Methods: This international, multicentre, prospective study aimed to validate the concept of control in COPD. Patients with COPD were classified as controlled/uncontrolled by clinical criteria or CAT scores at baseline and followed up for 18 months. The main outcome was the difference in rate of a composite endpoint of moderate and severe exacerbations or death over the 18-month follow-up period.
Results: A total of 307 patients were analysed (mean age = 68.6 years and mean FEV1 % = 52.5%). Up to 65% and 37.9% of patients were classified as controlled by clinical criteria or CAT, respectively. Controlled patients had significantly less exacerbations during follow-up (by clinical criteria: 1.1 vs 2.6, P < 0.001; by CAT: 1.1 vs 1.9, P = 0.014). Time to first exacerbation was significantly prolonged for patients controlled by clinical criteria only (median: 93 days, IQR: 63; 242 vs 274 days, IQR: 221; 497 days; P < 0.001).
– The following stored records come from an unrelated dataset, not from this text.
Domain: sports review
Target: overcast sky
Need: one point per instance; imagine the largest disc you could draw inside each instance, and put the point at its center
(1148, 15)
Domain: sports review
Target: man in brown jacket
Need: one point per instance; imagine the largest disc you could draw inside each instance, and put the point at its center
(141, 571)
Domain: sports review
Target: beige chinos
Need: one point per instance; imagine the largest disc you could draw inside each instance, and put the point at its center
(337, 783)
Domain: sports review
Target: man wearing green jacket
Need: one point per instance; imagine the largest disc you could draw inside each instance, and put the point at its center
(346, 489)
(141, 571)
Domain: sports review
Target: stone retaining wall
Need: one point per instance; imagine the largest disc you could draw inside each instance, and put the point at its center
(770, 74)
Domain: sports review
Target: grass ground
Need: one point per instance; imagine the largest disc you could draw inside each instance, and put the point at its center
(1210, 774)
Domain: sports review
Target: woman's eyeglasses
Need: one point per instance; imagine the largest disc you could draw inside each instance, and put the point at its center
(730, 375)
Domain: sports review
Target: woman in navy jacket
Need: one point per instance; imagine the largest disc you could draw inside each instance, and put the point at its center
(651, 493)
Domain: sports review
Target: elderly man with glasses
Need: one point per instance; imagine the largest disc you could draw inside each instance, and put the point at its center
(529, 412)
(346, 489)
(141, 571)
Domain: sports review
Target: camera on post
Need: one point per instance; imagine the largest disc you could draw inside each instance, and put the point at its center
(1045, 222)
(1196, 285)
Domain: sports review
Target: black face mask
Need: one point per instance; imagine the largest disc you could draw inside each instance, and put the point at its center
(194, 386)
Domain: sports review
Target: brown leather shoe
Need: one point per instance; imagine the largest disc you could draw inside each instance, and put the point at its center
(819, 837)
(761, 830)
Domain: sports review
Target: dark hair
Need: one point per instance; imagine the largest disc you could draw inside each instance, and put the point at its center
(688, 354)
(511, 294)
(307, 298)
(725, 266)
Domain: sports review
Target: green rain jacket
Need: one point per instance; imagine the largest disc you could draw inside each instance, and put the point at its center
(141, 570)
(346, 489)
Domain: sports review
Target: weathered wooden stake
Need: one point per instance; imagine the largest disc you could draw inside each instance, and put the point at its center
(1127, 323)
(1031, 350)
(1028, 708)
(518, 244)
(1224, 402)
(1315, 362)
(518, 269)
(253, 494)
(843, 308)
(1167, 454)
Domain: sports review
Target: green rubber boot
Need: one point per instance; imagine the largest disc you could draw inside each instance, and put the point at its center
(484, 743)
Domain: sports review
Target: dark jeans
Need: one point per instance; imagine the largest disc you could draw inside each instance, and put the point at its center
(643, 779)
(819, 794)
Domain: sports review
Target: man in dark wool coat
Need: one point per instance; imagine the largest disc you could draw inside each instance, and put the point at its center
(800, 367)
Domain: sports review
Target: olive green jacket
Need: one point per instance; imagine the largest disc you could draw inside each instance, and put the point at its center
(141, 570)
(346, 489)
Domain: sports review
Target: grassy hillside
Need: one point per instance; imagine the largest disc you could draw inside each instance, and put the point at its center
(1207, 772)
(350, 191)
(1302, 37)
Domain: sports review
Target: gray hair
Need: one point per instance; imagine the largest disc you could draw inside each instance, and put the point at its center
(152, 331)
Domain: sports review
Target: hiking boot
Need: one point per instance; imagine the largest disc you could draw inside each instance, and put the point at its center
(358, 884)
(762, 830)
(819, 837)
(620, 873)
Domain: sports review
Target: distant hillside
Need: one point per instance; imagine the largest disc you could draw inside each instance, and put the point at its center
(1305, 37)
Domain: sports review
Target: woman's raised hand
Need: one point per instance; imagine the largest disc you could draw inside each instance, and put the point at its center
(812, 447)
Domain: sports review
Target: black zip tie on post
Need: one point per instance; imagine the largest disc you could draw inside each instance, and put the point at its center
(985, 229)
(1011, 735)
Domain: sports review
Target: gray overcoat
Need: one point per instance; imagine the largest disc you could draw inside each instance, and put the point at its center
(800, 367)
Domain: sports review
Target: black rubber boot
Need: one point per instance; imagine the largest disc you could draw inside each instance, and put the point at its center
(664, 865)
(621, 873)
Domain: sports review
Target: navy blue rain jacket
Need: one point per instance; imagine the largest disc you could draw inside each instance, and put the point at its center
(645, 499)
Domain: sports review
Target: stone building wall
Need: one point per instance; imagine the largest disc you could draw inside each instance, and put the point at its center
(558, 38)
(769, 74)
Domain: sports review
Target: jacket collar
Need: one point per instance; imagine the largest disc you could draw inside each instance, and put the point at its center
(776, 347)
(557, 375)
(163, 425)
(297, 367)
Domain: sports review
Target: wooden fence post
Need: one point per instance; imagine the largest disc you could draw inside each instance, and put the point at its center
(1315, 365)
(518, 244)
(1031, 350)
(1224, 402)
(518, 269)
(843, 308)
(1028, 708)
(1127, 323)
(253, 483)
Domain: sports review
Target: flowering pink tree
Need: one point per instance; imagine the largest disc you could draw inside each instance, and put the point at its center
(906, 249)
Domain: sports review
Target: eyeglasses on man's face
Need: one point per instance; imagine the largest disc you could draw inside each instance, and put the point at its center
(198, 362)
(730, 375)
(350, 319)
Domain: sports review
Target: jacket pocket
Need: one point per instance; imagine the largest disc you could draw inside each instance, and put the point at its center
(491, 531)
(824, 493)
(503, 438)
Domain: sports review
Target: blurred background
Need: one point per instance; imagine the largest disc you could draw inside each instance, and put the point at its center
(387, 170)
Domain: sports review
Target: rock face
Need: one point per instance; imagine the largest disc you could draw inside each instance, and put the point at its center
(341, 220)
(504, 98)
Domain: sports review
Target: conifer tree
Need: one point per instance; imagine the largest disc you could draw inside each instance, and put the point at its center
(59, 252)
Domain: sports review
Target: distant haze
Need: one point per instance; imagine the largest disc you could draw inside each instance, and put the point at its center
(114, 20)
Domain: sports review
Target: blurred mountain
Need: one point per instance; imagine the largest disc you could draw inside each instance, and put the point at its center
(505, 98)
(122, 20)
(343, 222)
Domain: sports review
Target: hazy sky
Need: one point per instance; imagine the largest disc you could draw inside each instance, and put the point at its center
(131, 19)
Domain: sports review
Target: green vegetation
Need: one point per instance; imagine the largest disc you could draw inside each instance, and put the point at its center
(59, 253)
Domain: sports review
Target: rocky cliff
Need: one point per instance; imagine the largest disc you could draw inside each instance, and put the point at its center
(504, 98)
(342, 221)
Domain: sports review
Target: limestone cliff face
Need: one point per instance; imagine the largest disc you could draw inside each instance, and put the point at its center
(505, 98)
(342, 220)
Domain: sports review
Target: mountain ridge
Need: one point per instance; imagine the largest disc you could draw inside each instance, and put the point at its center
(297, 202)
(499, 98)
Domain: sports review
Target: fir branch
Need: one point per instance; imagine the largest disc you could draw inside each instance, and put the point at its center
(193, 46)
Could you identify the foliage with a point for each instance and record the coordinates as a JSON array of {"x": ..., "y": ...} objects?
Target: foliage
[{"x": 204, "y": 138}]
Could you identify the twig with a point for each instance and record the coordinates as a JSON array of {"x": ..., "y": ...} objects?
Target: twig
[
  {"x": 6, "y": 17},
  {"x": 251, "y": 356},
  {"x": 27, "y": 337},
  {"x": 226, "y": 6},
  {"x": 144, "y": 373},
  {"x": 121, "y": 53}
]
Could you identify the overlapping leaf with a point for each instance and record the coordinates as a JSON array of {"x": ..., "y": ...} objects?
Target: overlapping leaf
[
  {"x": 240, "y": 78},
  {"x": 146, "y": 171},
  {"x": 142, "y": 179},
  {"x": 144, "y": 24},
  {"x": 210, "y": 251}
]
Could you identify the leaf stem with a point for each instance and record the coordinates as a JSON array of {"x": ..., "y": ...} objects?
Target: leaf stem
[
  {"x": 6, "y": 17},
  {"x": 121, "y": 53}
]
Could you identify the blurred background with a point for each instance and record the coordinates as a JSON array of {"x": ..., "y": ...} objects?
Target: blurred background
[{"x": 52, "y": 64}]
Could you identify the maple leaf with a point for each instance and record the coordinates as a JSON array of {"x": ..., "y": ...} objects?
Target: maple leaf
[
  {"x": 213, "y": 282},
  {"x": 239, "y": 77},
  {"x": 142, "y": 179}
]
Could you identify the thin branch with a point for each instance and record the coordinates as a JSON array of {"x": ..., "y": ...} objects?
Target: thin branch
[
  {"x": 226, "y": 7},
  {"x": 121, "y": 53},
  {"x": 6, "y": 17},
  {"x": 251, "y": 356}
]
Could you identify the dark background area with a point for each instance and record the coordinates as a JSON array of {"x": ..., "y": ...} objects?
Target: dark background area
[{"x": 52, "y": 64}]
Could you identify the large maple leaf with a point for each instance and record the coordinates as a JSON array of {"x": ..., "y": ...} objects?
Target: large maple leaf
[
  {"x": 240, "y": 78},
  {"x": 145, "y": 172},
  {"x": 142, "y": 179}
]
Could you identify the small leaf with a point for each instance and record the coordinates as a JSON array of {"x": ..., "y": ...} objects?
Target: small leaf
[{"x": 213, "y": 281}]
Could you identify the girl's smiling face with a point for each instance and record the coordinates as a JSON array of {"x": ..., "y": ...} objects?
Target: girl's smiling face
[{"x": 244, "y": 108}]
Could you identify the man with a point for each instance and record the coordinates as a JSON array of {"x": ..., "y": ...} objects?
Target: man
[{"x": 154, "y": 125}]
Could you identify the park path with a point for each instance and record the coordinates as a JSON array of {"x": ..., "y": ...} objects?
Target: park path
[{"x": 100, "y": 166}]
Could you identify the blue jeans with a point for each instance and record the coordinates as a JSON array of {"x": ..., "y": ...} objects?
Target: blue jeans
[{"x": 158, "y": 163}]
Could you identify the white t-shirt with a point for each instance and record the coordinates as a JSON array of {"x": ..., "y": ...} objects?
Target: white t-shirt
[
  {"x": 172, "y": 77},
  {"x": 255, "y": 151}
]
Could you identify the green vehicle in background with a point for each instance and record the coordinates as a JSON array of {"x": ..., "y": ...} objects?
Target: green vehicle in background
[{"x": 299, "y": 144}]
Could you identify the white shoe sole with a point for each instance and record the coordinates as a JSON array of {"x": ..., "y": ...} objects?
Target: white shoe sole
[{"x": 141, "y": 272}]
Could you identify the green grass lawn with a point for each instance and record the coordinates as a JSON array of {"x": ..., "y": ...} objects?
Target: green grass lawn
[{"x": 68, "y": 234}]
Control status by clinical criteria was a better predictor of exacerbations compared to CAT criteria (AUC: 0.67 vs 0.57).
Conclusion: Control status, defined by easy-to-obtain clinical criteria, is predictive of future exacerbation risk and time to the next exacerbation. The concept of control can be used in clinical practice at each clinical visit as a complement to the current recommendations of initial treatment proposed by guidelines.
Keywords: Chronic Obstructive Pulmonary Disease Assessment Test; clinical control status; dyspnoea; exacerbations; prevention.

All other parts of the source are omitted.